Italien geht im Kampf gegen geschlechtsspezifische Gewalt einen entscheidenden Schritt: Die italienische Regierung hat erstmals den Begriff Femizid in ihr Strafrecht aufgenommen. Dieser wird als eigenständiges Verbrechen definiert und kann mit lebenslanger Haft bestraft werden. Der Femizid bezeichnet Tötungsdelikte an Frauen, die in direktem Zusammenhang mit dem Geschlecht des Opfers stehen. Die Gesetzesänderung wurde kurz vor dem Internationalen Frauentag, der am 8. März gefeiert wird, vorgestellt.
Ein zentrales Ziel dieser Gesetzesänderung ist die Bekämpfung geschlechtsspezifischer Gewalt in Italien. Neben dem Femizid sollen auch strafbare Delikte wie Stalking, sexuelle Gewalt und Rachepornografie künftig härter geahndet werden.

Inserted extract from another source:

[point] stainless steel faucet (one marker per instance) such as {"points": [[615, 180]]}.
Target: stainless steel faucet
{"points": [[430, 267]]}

Ministerpräsidentin Giorgia Meloni hob die Bedeutung des Gesetzes für den Schutz von Frauen hervor, was auch den öffentlichen Diskurs über dieses Thema anheizt.
Femizide und öffentliche Erinnerung
Im Park der Villa Sciarra in Rom steht eine knallrote Parkbank, die mit zwei Paaren rot lackierter Frauenschuhe und der Aufschrift „non una di meno“ (Deutsch: „Keine mehr“) versehen ist. Diese Installation erinnert an die Opfer von Femiziden und wurde erstmals 2009 von der mexikanischen Künstlerin Elina Chauvet in Juárez Chihuahua ausgestellt. Die Bewegung NUDM (non una di meno) in Italien dokumentiert Femizide, Lesbizide und Transzide sowie deren mediale Vermittlung.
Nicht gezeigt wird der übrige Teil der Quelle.